Building Sn3 and N Worlds

By Stationmaster

Track painting

This is a total pain......but well worth the effort.  I use my air brush and paint all track with Railroad Tie Brown paint.  It is acrylic and once dry super strong. Now - the turnouts I use rely (for now) on the points of the switch making contact with the rail to transfer power to the frog or the center of the turnout.  Paint where they touch and no electricity and trains stop.  So I put a piece of painter's tape over each set of points (about 40 turnouts now) as well as the little rivet that holds the blades in place before I spray.  Don't want paint to wick into the joint and kill electrical contact or paste the blade to the tie.  As well I paint the ties that are cast in a brown plastic that is shiny and not quite the right color.

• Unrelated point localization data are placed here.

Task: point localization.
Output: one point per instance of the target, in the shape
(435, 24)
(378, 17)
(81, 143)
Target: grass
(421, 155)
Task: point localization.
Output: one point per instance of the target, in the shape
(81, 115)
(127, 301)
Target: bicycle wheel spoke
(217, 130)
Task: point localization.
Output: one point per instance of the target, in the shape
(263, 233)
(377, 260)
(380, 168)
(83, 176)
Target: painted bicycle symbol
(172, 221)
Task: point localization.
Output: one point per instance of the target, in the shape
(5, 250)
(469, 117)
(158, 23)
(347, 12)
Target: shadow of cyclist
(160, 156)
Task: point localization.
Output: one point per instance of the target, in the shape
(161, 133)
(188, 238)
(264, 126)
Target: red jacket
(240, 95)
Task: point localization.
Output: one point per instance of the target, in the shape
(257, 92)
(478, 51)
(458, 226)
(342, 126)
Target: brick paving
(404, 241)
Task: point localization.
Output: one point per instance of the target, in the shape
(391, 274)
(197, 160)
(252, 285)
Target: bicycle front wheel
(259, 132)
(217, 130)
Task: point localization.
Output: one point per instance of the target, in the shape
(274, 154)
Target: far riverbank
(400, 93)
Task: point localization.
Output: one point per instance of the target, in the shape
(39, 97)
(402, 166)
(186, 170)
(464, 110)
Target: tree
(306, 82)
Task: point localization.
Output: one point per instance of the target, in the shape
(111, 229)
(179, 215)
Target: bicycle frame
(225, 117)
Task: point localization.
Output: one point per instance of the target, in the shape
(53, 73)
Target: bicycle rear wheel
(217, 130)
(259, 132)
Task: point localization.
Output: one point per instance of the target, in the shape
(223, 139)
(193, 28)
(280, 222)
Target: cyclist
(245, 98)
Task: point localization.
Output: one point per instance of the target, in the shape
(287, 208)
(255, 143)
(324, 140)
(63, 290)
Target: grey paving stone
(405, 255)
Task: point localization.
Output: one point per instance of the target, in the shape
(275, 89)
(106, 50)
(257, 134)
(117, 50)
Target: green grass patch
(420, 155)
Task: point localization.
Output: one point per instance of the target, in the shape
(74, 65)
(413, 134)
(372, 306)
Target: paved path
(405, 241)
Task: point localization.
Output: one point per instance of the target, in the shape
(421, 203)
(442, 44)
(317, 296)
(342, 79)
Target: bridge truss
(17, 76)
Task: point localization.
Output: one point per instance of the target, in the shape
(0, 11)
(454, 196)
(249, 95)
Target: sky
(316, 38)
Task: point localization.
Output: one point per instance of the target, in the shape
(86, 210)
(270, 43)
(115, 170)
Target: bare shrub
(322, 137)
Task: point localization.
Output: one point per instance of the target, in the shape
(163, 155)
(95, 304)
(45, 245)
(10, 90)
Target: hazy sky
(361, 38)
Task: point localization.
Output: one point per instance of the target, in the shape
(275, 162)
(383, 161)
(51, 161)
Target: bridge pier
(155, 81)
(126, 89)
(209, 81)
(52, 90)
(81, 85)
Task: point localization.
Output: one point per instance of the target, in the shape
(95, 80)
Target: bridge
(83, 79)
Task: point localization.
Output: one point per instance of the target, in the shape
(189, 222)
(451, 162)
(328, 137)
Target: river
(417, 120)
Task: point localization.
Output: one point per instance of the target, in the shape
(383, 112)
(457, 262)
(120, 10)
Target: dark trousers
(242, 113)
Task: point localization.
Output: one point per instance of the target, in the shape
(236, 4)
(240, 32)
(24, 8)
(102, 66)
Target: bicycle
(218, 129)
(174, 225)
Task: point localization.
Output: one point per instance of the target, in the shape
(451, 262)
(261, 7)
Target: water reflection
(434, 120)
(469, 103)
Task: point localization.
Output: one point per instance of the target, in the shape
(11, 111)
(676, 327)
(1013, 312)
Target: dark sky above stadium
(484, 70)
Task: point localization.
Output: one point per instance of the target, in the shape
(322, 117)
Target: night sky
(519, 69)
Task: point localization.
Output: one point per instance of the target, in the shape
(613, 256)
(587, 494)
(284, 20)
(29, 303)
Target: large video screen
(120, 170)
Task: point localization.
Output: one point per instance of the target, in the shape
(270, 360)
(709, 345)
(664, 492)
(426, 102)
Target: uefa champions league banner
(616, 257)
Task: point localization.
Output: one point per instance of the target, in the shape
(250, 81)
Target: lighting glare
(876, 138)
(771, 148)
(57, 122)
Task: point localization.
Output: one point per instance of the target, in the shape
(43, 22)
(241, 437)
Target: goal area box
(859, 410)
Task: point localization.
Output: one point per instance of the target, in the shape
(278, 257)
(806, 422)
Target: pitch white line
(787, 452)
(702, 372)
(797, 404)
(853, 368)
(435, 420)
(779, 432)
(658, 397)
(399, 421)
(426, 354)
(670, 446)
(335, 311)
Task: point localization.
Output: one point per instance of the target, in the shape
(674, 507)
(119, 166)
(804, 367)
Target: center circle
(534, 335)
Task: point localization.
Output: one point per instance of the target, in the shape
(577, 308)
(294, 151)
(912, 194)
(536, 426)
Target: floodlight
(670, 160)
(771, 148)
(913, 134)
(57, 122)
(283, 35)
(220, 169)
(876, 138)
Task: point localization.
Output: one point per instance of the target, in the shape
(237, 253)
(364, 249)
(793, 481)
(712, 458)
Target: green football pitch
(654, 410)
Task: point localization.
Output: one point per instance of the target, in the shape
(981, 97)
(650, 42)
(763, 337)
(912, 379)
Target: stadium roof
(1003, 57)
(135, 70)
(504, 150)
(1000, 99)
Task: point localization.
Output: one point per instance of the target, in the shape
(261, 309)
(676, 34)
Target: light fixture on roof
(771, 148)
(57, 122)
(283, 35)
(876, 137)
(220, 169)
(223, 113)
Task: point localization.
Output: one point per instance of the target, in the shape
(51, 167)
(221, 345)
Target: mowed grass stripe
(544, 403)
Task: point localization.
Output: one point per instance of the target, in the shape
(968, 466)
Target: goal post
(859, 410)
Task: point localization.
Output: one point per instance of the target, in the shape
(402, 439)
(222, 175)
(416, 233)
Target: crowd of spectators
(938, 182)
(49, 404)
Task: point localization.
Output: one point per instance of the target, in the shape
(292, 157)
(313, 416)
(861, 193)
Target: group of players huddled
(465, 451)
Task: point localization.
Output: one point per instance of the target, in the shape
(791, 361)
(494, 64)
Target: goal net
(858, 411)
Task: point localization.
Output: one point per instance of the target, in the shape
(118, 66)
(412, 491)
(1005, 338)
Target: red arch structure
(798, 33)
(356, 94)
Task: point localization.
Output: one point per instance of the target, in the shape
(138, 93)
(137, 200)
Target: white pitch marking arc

So I spray everything, then quickly clean off the tops of the rail with a cleaning block before the paint really sets up.  It basically drys when it hits the track, but only really hardens after more time.  Take off the tape after spraying, and you are left with some zebras as you see in the photo. Yuch

So today I started to paint the rail sides that are showing with a micro brush and more railroad tie brown.  Got about 1/3 of the way through the layout and needed to quit for the day.

The locomotive you see I was using to test the electrical transmission once I removed the tape to see if I had mis-sprayed paint int the blade area - but all 40 tested out fine.

Part of why I paint the track is so it is dull brown, and once ballasted with scale rock it will look good. The track I use is Peco code 55 made in the UK. Great stuff.  Not exactly American track/tie profiles, but I don't care.  Paint it and ballast it and it looks really good.  If you want to see what a pro does, look at Tom Danneman's DRGW layout - in N scale, that uses the same track and turnouts.   Also - this track is totally bulletproof. Wonderful product.